Crazy House, Wapiti, Wyoming
You can't do justice to someone else's dream.
Other than to say that the volume of a dream may be measured by the resistance to it.
Think of the child Icarus so happy to fly, then in his happiness coming too close the sun and falling.
Lee Smith, architect and engineer, 'an artist' in the words of a local, had a dream: to build a house by hand at the exact mid-point of the Wapiti Valley. He began the project on 1973.
Whether it's the exact middle of the valley is neither here nor there. What is here is the 'home' Smith designed and built by hand, often with tools he made himself.
A home known in the valley as the 'crazy house' or the 'Pagoda' house, or the 'Smith Mansion' ot a half dozen other made up names.

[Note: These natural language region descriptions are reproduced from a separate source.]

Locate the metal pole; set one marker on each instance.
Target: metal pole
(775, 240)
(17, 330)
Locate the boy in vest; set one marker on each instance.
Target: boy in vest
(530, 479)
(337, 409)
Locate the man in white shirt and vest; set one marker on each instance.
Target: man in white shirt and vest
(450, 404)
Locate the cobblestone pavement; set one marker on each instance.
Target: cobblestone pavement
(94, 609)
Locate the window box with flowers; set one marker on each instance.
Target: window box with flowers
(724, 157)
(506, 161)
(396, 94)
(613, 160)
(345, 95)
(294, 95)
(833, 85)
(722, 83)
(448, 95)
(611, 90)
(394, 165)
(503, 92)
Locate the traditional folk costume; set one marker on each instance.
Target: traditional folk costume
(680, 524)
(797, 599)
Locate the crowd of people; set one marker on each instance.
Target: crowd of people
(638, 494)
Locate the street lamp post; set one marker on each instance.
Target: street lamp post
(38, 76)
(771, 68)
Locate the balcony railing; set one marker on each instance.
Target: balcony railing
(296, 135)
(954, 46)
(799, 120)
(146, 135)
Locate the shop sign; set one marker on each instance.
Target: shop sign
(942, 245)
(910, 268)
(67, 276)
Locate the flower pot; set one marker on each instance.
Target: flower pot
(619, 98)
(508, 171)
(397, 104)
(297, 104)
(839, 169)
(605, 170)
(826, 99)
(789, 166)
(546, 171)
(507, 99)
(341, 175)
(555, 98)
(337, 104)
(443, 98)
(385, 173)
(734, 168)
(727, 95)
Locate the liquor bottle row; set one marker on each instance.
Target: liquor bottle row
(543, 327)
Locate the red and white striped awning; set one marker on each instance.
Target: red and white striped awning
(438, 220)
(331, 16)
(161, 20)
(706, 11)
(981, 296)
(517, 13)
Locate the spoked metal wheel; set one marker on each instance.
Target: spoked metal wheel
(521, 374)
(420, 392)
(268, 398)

Fact is, you can't miss it if you're driving from Cody to the east gate of Yellowstone Park-- a road very well traveled in the summer when the park's open--and seeing it you're very likely to give it your own name and wonder what the hell it's doing there.
What's known is this:
--It's pretty much made of the wood
Smith cut from timber on Rattlesnake
Mountain
--It's 75 ft. high
--A handmade system of ropes and
pulleys provided construction
conveyance and were designed to work
as dumb-waiters once the house was
occupied
Walking around the house now, you can see bits of the plumbing Smith planned to install; tools lie scattered in the bunchgrass and the wood rails--handcarved from the old gymnasium floor Smith bought from Meeteetsee High School--are neatly stacked, probably right where he left them.

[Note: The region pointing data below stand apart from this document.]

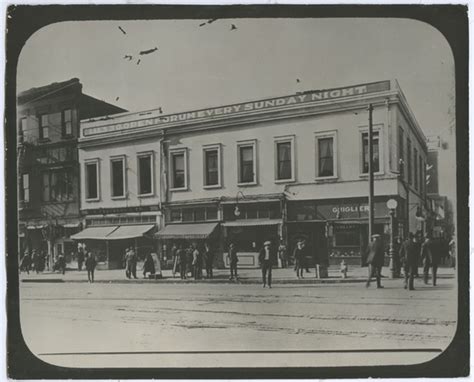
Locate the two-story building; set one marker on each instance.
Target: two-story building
(48, 128)
(276, 169)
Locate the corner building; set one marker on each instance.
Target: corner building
(283, 168)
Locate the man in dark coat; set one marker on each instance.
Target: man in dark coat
(430, 255)
(375, 257)
(90, 266)
(233, 260)
(267, 257)
(409, 258)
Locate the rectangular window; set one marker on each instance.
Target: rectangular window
(212, 166)
(145, 175)
(415, 172)
(284, 170)
(44, 126)
(401, 154)
(247, 163)
(66, 121)
(117, 167)
(409, 160)
(178, 170)
(375, 152)
(92, 180)
(25, 188)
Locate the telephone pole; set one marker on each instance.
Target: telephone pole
(371, 175)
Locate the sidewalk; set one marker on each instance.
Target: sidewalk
(246, 276)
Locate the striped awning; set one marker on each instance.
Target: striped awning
(252, 222)
(186, 231)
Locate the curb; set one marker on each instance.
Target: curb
(178, 281)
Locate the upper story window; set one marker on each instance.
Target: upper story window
(145, 174)
(401, 152)
(57, 186)
(326, 164)
(284, 153)
(25, 188)
(375, 152)
(247, 162)
(44, 126)
(409, 160)
(415, 168)
(178, 169)
(92, 180)
(117, 169)
(66, 122)
(212, 166)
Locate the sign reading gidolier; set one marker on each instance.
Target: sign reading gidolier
(307, 97)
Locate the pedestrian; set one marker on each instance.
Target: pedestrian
(233, 260)
(299, 255)
(174, 258)
(409, 259)
(90, 266)
(266, 258)
(196, 263)
(25, 262)
(208, 259)
(134, 261)
(282, 254)
(452, 252)
(148, 265)
(182, 257)
(80, 258)
(430, 255)
(128, 263)
(375, 258)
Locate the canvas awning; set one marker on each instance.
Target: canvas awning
(252, 222)
(129, 231)
(186, 231)
(94, 233)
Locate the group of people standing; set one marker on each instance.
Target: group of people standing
(191, 259)
(409, 254)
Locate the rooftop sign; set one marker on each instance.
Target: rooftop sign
(242, 108)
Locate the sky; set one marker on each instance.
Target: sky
(197, 67)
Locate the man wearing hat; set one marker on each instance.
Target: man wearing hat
(375, 257)
(266, 258)
(233, 260)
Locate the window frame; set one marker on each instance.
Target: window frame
(63, 124)
(123, 159)
(285, 139)
(86, 179)
(42, 127)
(172, 153)
(205, 149)
(152, 171)
(322, 135)
(241, 144)
(365, 130)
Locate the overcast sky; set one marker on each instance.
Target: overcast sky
(212, 65)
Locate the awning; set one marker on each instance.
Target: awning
(252, 223)
(129, 231)
(186, 231)
(94, 233)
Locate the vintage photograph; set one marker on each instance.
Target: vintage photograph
(237, 192)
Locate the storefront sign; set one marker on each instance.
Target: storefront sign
(299, 98)
(120, 210)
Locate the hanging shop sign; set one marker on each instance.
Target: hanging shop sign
(306, 97)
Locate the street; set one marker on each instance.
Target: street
(150, 325)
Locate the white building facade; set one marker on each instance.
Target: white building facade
(278, 169)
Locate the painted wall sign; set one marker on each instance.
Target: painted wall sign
(242, 108)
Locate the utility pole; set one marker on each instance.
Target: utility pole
(371, 175)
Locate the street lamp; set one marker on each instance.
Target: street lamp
(392, 206)
(237, 210)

Smith, his wife and two young children, lived in the house as he was building it, sans running water or electricity. Rumor is that his wife complained, the complaints becoming louder and louder approaching wintertime, and that he bought a trailer, installing it on the flats below the house, for the family. Apparently at some point she gave up on the whole deal (understandable) and moved back to town.
In April 1992 Smith fell to his death from the very top of his mansion on a wind-blown spring day.
The crazy house just sits there, getting crazier by the day. Gloriously forlorn, obvious and mysterious, a dream that keeps dreaming.